RELATED: Hollywood Bows to Liberal Pressure, Ignores Conservative Critiques

Wells Fargo analyst Steven Cahall says the blowback to the film could cost Netflix dearly. Cahall’s updated analysis, according to The Hollywood Reporter, suggests the hashtag campaign wasn’t just virtue signaling gone wild.

Netflix could see its third-quarter streaming subscriber growth hit by the controversy around Cuties, Wells Fargo analyst Steven Cahall wrote in a Tuesday report, cutting his subscriber forecast for the period in half to 2.5 million, with the full impact modelled to come in the U.S. and Canada.

He now forecasts Netflix will lose 2 million U.S. and Canadian subscribers in the quarter ending on Wednesday, compared with his previous estimate for a 500,000 gain, arguing that “this region bears the brunt of the Cuties detractors.”

Cahall calls the controversy “short lived” but clearly significant.
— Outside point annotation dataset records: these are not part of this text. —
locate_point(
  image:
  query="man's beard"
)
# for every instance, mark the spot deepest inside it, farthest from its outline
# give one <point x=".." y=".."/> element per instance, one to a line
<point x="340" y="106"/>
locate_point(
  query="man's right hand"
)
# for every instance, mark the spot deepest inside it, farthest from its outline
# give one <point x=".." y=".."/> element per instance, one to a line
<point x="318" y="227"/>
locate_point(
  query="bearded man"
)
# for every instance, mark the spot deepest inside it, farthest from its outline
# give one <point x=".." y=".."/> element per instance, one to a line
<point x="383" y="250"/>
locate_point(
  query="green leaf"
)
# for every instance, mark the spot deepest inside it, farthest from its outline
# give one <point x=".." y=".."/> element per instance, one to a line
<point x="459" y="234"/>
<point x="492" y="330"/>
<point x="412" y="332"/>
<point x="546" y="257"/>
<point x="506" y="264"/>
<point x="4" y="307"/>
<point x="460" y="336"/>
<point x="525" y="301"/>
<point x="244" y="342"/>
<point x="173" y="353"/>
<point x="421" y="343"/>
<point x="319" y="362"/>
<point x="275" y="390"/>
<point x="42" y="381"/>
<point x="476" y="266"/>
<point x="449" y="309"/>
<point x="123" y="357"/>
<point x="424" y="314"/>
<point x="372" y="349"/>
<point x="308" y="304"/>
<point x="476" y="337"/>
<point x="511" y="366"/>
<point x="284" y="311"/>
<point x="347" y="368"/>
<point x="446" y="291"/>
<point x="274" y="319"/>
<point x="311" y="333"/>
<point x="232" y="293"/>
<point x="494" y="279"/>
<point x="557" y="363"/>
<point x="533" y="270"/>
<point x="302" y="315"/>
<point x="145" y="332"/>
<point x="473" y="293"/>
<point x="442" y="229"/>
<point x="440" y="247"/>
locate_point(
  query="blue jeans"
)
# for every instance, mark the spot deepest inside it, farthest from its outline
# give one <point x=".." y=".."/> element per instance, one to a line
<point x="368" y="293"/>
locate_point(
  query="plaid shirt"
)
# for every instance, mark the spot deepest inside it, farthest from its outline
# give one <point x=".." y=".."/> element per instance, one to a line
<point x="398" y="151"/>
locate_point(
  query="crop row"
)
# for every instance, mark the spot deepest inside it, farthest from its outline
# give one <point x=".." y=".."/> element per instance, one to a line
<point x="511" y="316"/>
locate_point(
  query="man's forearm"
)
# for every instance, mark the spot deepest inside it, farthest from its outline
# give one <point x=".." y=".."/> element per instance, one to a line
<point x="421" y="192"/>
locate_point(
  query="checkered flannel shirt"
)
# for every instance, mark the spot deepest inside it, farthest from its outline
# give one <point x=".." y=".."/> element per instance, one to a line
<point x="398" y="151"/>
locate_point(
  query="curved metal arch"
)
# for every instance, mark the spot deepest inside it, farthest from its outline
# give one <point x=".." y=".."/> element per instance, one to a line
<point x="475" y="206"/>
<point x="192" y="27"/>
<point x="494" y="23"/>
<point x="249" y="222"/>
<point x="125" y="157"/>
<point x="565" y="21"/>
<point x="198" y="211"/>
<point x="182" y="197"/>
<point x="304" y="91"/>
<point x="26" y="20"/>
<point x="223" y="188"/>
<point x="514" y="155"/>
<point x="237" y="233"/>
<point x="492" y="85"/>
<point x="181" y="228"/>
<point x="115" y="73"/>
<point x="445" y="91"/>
The slide comes at a time when the streaming competition threatens Netflix’s near-monopoly. Amazon Prime offers sizable pressure for Netflix, but so do relative newcomers like Disney Plus, HBO Max, CBS All Access, Peacock and Apple TV.

Netflix’s ubiquitous cultural presence -- “Netflix and Chill” -- could suffer by more than just the “Cuties” controversy. The platform’s leftward lurch is getting more attention of late. That could potentially alienate Red State customers leery of yet another biased platform.

Former Obama advisor Susan Rice is a Netflix board member, and the former First Family boasts a lucrative content deal with the streaming giant.

Netflix originals rigorously lean to the left, including failed talk shows like “Patriot Act” and “The Break with Michelle Wolf,” along with progressive documentaries “Knock Down the House,” “Living Undocumented,” “Becoming” and “Miss Americana.”